Abstract
Diseases such as type 2 diabetes, Alzheimer’s and Parkinson’s share as common feature the accumulation of mis-folded disease-specific protein aggregates into fibrillar structures, or plaques. These fibrils may either be toxic by themselves, or act as reservoirs for smaller cytotoxic oligomers. This suggests to investigate molecules as potential therapeutics that either reduce fibril formation or increase fibril stability. One example is rat amylin, which can inhibit aggregation of human amylin, a hallmark of type 2 diabetes. In the present paper, we use molecular dynamics to compare the stability of various preformed aggregates, built out of either human amylin, rat amylin, or mixtures of both. We considered two types of fibril-like oligomers: a single-layer in-register conformation, and a double-layer conformation in which the first U-shaped layer consists of rat amylin and the second layer of human amylin. Our results explain the weak amyloid-inhibiting properties of rat amylin and suggest that membrane leakage due to pore formation is responsible for the toxicity of rat amylin observed in a recent experiment. Together, our results put in question the use of rat amylin or the similar FDA approved drug pramlintide as an inhibitor of human amylin aggregation. They also point to mixed human-rat amylin fibril-like oligomers as possible model-systems for studies of amyloid formation that involve cross-species transmission.
Highlights
In human amyloid diseases, protein mis-folding triggers the formation of amyloid oligomers and fibers that can cause cell death leading to either localized or systemic organ failure [1]

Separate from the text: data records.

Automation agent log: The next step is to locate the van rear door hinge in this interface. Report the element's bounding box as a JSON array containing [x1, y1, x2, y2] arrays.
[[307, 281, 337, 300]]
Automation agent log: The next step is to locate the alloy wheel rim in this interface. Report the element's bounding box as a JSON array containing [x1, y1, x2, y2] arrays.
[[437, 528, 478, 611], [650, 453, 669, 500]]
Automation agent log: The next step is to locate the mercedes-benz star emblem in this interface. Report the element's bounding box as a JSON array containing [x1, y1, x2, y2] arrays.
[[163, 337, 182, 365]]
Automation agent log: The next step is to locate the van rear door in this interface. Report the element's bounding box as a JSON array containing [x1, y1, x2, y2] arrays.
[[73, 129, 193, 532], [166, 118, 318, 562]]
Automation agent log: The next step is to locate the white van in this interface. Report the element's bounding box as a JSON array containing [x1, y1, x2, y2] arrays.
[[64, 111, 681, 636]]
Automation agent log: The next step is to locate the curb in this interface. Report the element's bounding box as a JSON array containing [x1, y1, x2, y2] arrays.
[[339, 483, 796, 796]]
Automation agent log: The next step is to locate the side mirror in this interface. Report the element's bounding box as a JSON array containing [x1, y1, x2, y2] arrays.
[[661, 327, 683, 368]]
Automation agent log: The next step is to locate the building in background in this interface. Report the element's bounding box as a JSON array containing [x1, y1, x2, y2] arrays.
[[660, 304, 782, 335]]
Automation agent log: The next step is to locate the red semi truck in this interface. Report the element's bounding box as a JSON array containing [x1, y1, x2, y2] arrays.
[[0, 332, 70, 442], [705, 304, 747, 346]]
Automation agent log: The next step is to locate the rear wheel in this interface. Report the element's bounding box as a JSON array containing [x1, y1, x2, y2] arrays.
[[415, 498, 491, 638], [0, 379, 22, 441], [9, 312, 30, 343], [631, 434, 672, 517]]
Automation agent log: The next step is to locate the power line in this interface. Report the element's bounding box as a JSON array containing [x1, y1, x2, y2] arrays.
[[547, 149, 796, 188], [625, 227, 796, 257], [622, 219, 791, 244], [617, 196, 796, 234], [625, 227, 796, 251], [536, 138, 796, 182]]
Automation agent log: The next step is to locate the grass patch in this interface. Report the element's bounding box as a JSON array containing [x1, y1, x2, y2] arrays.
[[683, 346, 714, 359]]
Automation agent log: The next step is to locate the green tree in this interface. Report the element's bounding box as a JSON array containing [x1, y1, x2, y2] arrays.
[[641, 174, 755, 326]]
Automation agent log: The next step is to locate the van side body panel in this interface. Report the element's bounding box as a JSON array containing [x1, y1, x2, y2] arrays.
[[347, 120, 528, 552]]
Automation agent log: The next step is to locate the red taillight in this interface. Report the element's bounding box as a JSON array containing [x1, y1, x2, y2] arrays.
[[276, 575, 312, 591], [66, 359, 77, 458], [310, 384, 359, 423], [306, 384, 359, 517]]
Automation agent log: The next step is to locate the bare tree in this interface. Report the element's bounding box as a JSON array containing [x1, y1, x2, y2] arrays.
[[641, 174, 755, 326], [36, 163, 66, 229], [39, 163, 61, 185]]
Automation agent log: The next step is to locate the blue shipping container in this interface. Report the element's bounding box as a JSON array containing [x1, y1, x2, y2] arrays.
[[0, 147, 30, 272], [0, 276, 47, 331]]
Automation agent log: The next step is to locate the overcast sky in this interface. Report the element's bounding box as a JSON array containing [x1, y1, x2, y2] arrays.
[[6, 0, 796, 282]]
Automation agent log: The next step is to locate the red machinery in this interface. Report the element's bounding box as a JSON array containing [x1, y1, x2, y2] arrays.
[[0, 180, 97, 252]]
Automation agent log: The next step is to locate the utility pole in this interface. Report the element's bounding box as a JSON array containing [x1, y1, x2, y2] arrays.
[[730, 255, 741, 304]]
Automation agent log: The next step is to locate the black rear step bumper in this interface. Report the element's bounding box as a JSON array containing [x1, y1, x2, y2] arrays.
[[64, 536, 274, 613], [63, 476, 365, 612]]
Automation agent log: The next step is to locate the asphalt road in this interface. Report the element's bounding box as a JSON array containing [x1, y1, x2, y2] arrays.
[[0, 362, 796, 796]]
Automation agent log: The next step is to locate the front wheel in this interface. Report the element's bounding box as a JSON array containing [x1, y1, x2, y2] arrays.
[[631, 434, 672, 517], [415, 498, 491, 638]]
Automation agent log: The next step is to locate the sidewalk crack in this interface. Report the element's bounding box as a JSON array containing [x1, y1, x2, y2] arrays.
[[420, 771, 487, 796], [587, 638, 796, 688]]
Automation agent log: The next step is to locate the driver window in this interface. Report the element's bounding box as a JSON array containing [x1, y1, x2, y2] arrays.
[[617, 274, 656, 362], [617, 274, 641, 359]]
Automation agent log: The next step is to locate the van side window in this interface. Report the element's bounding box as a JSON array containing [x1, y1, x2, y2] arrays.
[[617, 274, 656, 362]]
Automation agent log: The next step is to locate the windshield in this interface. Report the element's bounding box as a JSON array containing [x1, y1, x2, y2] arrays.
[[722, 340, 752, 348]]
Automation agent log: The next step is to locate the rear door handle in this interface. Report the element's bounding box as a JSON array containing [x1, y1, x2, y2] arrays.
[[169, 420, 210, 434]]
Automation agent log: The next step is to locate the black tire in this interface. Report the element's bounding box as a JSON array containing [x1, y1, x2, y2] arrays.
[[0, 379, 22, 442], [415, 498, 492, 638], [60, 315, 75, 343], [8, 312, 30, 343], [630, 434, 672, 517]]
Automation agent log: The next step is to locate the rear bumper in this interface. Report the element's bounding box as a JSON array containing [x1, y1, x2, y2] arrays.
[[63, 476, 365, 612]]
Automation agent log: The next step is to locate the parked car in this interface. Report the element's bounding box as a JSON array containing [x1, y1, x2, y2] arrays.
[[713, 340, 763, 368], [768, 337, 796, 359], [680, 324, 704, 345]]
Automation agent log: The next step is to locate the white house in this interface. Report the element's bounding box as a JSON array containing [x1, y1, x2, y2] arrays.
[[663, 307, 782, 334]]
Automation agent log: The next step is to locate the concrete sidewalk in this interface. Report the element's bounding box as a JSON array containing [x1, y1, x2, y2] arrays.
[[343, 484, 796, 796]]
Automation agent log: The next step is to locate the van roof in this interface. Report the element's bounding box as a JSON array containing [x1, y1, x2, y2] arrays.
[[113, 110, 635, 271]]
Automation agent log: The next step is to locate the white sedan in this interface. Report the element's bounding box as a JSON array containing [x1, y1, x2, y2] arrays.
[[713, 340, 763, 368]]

We have investigated in silico the stability of various rat and human amylin aggregates
We have identified the L13ANFL17 motif of hydrophobic residues in the b1 region of amylin [51] as crucial for the stabilization of the cross-seeded aggregates. This insight might be useful for the design of aggregation inhibitors that improve upon the weak aggregation-inhibiting properties of rat amylin: computational screening of fiber-binding compounds could reveal small organic molecules or peptide-mimetics that stabilize the b-sheet regions reducing in this way amylin toxicity in type-2 diabetes
Summary
Protein mis-folding triggers the formation of amyloid oligomers and fibers that can cause cell death leading to either localized or systemic organ failure [1]. The main toxic species are not mature fibers but amyloid oligomers [10], [11], with the fibrils potentially acting as reservoirs for the toxic oligomers. This suggests as potential therapeutics molecules that stabilize fibers and shift the equilibrium from smaller, toxic entities towards the fibrillar state [12], [13]. A candidate for such molecules is rat amylin, which due to its high sequence similarity [14] binds strongly to human amylin, but is not amyloidogenic under physiological conditions [15] (and rats do not develop type 2 diabetes [16,17]). Mixing equal molar concentrations of rat with human amylin leads to a deposition of the non-aggregating rat amylin onto human amylin fibrils resulting in a weak aggregation inhibitor activity [18]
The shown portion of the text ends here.